役員給与は、基本的に、毎月同額が支給される「定期同額給与」であれば、全額損金算入が認められます。
通常、臨時的に支給される役員賞与などは損金算入が認められていませんが、「定期同額給与」以外で損金算入が認められるものが「事前確定届出給与」です。
もうひとつ、大会社向けの制度である「利益連動給与」とあわせて、役員給与はこれら3つ以外は、損金算入が認められていません。
このうちの「事前確定届出給与」について説明したいと思います。
「事前確定届出給与」とは、支給時期、支給額をあらかじめ定めておき、その内容についての届出を税務署に提出することにより、定期同額給与とは別に、賞与のように支給することができる給与です。
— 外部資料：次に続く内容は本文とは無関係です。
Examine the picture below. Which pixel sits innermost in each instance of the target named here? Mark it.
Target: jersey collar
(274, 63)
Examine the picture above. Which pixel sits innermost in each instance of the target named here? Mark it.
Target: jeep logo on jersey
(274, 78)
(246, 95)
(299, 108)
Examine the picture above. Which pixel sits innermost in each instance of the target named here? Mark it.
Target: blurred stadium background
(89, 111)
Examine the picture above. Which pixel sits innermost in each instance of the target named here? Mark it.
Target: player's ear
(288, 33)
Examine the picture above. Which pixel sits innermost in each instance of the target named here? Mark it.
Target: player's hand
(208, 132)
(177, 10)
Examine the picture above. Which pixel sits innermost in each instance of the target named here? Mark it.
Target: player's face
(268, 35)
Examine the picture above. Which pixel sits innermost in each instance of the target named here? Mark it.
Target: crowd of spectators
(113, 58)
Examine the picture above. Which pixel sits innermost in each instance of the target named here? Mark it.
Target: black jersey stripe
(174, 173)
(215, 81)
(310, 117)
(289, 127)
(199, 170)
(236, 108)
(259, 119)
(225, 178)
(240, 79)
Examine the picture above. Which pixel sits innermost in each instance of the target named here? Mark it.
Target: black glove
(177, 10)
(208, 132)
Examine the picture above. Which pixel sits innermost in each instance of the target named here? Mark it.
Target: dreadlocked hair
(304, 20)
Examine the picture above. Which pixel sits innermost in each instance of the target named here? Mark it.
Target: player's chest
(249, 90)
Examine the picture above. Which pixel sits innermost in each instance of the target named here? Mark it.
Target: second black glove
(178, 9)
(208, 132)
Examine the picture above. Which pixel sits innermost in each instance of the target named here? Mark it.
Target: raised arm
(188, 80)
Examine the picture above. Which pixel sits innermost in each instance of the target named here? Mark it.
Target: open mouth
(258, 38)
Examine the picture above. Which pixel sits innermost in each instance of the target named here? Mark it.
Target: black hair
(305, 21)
この適用を受けるには、定時株主総会等で決定した支給金額及び支給時期(支払日)等を「事前確定届出給与に関する届出書」にて、所轄税務署に届け出る必要があります。
この届出書は、職務執行開始日(定時株主総会の開催日)から1か月経過する日若しくは、その事業年度の会計期間開始日から4か月以内のいずれか先に到来する日までに提出しなければなりません。
・メリット
定期同額給与以外に賞与のように支給することができ、届出通りに支給すれば、全額損金算入が認められます。
非常勤役員など、年間を通じて執務していない役員に対しても、まとめて年に一、二度の支給が可能になります。
・デメリット
業績不振や資金繰りの悪化等があっても、支給日、支給額ともに届出通りに支給しなければなりません。
届出通りに支給しなければ、支給額全額が損金不算入となります。
例えば、届出額100万円のところ、50万円しか支給出来なかった場合には、支給額の50万円が損金不算入になり、150万円を支給した場合には、150万円を損金不算入としなければなりません。
また、届出書の記載項目が多く、役員全員の定期同額給与の記載が必要など、届出書の作成、事務処理に手間がかかります。
ただし、全く支給出来なかった場合、経費には1円も計上していないので、損金不算入額も0円になります。
この場合は、支給日前日までに役員から支給を辞退する旨の書類の提出を受けた上で、取締役会での不支給決議を行う必要があります。
判断の難しい制度ではありますが、今期の予測で、あらかじめ大きな利益が出て、資金も潤沢に残ることが明らかであれば、「事前確定届出給与」を検討してみてはいかがでしょうか。